Data governance is not only about controlling the storage and use of data. It is also about managing and assessing historic metadata about that data. Data governance is of second-order importance for most people. When I attempt to communicate the importance of second-order concerns I often end up talking quickly, avoiding long words, and using analogies. Analogies are excellent!
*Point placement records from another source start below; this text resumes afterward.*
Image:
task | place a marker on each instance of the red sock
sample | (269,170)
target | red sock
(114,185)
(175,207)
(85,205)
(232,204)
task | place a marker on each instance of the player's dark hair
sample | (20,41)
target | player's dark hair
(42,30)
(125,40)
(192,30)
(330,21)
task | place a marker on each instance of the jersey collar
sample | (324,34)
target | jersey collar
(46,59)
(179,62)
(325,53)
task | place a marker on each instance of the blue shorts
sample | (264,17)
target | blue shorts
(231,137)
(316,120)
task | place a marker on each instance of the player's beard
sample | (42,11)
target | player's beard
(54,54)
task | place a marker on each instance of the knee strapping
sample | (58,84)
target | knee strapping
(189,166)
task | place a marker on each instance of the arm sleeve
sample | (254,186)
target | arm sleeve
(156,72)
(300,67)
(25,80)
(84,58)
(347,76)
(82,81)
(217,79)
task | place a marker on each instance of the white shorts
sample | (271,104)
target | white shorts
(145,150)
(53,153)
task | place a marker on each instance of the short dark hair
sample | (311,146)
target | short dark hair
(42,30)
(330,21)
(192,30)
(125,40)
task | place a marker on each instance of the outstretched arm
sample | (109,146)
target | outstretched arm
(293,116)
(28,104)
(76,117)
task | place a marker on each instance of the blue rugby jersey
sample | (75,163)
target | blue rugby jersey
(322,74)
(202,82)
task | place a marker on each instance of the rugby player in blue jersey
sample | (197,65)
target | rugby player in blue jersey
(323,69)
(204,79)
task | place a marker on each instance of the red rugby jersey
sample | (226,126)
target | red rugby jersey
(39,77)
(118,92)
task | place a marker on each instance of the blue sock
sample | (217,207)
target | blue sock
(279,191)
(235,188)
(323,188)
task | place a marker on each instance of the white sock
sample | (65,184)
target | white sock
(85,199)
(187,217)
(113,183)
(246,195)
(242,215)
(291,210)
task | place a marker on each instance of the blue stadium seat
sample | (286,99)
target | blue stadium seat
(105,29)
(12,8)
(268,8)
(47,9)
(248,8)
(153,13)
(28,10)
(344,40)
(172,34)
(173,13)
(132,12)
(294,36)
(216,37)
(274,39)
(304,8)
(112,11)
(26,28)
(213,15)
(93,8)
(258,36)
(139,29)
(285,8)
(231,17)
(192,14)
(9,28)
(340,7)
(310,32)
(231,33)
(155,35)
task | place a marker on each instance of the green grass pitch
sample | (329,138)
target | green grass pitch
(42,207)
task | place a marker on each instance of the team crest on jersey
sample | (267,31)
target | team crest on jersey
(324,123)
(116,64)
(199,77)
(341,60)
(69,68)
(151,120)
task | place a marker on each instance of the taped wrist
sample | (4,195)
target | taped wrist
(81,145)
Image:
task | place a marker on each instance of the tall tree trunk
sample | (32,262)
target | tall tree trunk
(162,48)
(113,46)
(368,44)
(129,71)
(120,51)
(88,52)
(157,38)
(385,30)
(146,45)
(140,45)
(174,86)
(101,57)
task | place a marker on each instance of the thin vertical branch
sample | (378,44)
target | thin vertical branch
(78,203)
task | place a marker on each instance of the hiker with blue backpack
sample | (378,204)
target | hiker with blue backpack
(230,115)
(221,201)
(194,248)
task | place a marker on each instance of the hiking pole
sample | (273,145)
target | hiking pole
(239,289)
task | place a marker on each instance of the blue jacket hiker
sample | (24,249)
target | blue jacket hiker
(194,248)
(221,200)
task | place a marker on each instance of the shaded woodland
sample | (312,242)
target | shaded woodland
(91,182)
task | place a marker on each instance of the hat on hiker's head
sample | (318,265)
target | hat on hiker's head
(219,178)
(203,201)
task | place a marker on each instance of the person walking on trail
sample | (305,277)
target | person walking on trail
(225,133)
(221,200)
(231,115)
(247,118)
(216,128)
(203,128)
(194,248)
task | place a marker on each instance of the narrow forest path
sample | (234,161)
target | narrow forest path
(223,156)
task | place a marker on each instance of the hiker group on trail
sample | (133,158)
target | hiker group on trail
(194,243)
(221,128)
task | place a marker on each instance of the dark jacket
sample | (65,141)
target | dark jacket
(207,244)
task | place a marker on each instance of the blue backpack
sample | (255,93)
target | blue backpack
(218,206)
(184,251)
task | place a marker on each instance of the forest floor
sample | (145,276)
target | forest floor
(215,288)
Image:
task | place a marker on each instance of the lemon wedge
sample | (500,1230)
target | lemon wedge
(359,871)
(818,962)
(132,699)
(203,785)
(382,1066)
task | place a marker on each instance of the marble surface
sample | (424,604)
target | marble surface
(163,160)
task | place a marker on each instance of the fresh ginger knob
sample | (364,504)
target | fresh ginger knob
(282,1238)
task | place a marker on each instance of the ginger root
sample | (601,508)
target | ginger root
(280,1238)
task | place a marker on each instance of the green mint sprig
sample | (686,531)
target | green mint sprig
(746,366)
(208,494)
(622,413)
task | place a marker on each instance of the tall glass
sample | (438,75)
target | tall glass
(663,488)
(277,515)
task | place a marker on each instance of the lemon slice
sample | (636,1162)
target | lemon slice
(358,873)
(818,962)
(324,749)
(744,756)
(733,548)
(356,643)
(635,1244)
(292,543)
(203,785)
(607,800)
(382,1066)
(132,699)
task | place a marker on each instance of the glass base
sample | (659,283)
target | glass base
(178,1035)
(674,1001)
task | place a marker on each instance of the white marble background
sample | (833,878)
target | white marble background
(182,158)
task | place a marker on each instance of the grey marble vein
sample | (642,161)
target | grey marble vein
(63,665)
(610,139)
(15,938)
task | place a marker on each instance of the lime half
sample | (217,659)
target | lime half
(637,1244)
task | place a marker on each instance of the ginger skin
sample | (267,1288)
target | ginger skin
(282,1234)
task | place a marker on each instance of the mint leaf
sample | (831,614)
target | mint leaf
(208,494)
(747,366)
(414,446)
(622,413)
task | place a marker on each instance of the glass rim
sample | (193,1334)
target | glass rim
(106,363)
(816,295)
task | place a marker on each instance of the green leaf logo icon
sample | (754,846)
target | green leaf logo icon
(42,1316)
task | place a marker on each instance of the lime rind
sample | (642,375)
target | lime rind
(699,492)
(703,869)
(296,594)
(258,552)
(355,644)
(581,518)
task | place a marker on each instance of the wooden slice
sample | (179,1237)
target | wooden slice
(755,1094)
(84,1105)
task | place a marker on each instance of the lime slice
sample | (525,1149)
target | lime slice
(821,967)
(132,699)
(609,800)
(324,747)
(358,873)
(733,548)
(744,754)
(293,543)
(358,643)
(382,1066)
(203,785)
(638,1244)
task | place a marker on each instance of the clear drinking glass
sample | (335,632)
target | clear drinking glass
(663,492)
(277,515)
Three of the big data governance analogies are:
Chain of custody
Provenance
Lineage
You hear them bandied about a lot, lineage most of all. In my experience, they are used more or less interchangeably most of the time. But words have meaning and analogies are relatively specific. Hopefully we don't have to ask what lineage is, in concept, or it would not be a useful analogy. If an analogy is valuable, it can be used specifically. If it is used specifically, it has more value.
Maybe Define Our Terms
Let's take a quick minute for a high-level definition of these key data governance terms. What are we talking about here?
Chain Of Custody
Chain of custody comes out of the legal frame of reference. It means tracking who had a thing over time, and who had access to it. If the thing is a murder weapon, say the candlestick, it is important to know it was found in the library by Inspector Clouseau, was bagged and tagged by him at 11 pm, and he entered it into evidence at 7 am down at the station.
If the thing in question is murderously bad data, we want to know that it arrived at the MFT at 1 am from the vendor, was preboarded by CsvPath Framework at 3 am, and was loaded by ETL into the data lake at 4 am. We also want to know who at the vendor sent the data, who had access to the MFT server's configuration, who wrote the CsvPath scripts, who designed the ETL process, and who had access to the bronze area of the data lake the data landed in. At its most basic, data chain of custody is the data-flow diagram annotated with access control and a log.
Provenance
I think of the concept of provenance as coming first from the art world. For a piece of art to have value it has to have two things: an innate attractiveness or relevance and a known-act of creation. Likewise for data to have value, it must be useful or interesting and have a known source. Unlike most statues, data moves and is often agglomerated from multiple sources in its earliest days. That means provenance is also implicitly about the assembling of a set of datum.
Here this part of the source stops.